All the vulnerabilities related to the version 0.10.2 of the package
Denial of Service in js-yaml
Versions of js-yaml prior to 3.13.0 are vulnerable to Denial of Service. By parsing a carefully-crafted YAML file, the node process stalls and may exhaust system resources leading to a Denial of Service.
Upgrade to version 3.13.0.
Code Injection in js-yaml
Versions of js-yaml prior to 3.13.1 are vulnerable to Code Injection. The load() function may execute arbitrary code injected through a malicious YAML file. Objects that have toString as key, JavaScript code as value and are used as explicit mapping keys allow attackers to execute the supplied code through the load() function. The safeLoad() function is unaffected.
An example payload is
{ toString: !<tag:yaml.org,2002:js/function> 'function (){return Date.now()}' } : 1
which returns the object
{
"1553107949161": 1
}
Upgrade to version 3.13.1.
Regular Expression Denial of Service in minimatch
Affected versions of minimatch are vulnerable to regular expression denial of service attacks when user input is passed into the pattern argument of minimatch(path, pattern).
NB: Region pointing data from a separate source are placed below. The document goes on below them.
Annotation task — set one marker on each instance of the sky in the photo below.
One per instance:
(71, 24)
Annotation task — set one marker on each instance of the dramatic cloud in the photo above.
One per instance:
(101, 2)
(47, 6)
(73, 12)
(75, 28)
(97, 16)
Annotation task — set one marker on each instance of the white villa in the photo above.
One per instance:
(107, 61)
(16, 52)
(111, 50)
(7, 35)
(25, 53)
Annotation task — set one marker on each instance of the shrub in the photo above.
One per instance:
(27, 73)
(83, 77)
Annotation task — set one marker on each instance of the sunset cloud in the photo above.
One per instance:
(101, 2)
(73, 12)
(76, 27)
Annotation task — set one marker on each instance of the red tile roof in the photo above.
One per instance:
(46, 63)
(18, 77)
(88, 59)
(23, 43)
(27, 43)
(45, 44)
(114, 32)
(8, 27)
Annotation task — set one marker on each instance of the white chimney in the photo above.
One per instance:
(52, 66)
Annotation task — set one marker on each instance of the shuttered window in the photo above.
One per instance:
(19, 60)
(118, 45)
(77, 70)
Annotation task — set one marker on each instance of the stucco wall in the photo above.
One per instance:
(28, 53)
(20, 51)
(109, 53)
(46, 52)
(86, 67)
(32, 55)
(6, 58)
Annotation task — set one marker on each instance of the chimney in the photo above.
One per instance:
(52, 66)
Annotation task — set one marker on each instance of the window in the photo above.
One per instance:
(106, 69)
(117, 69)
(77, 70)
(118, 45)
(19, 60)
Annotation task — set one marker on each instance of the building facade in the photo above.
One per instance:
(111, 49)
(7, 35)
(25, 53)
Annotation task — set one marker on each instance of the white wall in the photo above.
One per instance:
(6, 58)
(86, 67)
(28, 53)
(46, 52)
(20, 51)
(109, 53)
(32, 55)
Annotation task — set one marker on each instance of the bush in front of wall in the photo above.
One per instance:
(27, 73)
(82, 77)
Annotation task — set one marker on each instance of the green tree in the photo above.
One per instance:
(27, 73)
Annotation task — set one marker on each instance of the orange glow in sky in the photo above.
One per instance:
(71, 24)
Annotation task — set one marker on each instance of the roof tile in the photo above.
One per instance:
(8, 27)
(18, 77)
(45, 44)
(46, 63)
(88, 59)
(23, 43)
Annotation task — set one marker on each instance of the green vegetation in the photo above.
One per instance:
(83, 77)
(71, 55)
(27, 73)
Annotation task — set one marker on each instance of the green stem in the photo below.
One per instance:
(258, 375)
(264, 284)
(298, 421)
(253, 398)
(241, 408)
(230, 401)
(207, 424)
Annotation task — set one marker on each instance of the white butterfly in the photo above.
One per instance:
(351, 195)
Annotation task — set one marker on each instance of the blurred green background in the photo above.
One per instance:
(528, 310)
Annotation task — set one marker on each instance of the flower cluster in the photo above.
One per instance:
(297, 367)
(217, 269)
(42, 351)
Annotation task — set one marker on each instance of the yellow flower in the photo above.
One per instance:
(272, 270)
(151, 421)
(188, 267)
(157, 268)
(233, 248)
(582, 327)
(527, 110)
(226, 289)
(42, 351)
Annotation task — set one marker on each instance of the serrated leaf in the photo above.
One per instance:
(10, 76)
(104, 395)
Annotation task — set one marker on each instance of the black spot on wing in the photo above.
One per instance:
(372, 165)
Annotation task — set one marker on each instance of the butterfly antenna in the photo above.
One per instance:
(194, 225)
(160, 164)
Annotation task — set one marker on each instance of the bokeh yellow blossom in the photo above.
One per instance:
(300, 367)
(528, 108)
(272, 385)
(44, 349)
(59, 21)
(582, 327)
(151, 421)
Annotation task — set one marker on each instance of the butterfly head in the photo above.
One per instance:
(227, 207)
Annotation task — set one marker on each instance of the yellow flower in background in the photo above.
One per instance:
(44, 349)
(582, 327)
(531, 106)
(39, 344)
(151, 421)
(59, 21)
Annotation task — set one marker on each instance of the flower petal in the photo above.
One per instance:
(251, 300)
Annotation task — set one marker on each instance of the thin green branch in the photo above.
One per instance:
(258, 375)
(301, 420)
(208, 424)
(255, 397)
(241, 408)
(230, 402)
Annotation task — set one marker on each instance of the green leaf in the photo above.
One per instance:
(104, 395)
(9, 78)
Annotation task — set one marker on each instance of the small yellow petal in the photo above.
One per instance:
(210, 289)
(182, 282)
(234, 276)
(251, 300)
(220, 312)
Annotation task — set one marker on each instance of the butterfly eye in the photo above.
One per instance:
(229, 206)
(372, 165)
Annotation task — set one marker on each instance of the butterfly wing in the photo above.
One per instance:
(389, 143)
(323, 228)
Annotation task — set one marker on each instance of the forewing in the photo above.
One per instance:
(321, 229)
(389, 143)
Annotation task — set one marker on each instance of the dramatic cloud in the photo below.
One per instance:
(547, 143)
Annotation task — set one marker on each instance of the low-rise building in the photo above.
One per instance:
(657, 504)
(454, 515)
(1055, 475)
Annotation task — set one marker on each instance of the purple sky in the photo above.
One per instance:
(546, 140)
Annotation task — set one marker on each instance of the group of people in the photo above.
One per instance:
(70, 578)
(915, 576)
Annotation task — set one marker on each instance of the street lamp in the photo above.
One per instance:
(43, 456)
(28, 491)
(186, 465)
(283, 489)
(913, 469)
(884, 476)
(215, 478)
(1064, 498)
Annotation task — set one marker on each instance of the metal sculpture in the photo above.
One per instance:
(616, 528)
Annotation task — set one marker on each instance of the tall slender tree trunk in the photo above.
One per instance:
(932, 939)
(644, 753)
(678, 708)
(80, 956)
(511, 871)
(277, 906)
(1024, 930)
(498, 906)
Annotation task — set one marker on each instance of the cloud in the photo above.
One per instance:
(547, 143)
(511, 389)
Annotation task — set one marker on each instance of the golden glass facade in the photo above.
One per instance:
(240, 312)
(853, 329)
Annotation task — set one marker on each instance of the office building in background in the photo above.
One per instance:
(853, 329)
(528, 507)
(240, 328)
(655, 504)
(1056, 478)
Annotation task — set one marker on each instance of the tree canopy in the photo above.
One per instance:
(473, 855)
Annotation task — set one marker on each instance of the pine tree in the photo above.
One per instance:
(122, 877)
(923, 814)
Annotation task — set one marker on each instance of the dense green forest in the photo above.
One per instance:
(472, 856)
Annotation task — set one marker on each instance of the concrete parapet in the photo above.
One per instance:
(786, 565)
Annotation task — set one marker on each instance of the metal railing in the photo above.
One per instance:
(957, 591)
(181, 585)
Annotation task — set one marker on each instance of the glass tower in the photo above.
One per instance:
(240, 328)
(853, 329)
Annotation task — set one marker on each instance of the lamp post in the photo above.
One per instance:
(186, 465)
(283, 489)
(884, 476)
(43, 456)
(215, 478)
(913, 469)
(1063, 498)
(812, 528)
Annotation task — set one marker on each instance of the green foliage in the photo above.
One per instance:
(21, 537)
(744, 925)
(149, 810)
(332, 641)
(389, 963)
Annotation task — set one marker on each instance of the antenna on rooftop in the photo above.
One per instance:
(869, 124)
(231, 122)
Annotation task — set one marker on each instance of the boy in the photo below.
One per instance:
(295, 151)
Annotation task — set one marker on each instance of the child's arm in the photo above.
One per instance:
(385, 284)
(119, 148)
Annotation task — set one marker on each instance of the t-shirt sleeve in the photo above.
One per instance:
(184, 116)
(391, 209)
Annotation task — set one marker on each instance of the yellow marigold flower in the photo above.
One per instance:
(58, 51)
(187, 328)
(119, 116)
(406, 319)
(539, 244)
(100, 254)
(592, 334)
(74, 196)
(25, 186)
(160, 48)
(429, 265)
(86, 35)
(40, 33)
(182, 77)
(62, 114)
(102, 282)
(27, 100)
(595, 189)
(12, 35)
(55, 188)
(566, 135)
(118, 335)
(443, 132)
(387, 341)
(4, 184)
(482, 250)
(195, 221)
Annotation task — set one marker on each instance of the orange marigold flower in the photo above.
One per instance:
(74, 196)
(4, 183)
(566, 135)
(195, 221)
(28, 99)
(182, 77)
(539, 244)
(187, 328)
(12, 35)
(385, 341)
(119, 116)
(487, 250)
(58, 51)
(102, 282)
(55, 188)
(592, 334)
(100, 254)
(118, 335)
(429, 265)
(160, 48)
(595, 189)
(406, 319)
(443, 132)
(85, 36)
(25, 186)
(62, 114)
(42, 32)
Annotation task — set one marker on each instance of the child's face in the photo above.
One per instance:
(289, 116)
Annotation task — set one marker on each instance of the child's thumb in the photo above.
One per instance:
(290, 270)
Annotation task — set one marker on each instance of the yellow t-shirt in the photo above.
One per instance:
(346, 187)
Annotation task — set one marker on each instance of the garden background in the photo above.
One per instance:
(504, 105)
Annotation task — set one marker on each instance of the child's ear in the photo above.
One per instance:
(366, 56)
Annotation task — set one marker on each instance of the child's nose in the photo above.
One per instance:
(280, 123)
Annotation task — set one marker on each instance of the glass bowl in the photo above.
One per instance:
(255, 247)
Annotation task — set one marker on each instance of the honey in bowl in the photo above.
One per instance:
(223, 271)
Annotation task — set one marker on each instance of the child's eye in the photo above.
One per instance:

var minimatch = require(“minimatch”);
// utility function for generating long strings
var genstr = function (len, chr) {
var result = “”;
for (i=0; i<=len; i++) {
result = result + chr;
}
return result;
}
var exploit = “[!” + genstr(1000000, “\\”) + “A”;
// minimatch exploit.
console.log(“starting minimatch”);
minimatch(“foo”, exploit);
console.log(“finishing minimatch”);
Update to version 3.0.2 or later.
minimatch ReDoS vulnerability
A vulnerability was found in the minimatch package. This flaw allows a Regular Expression Denial of Service (ReDoS) when calling the braceExpand function with specific arguments, resulting in a Denial of Service.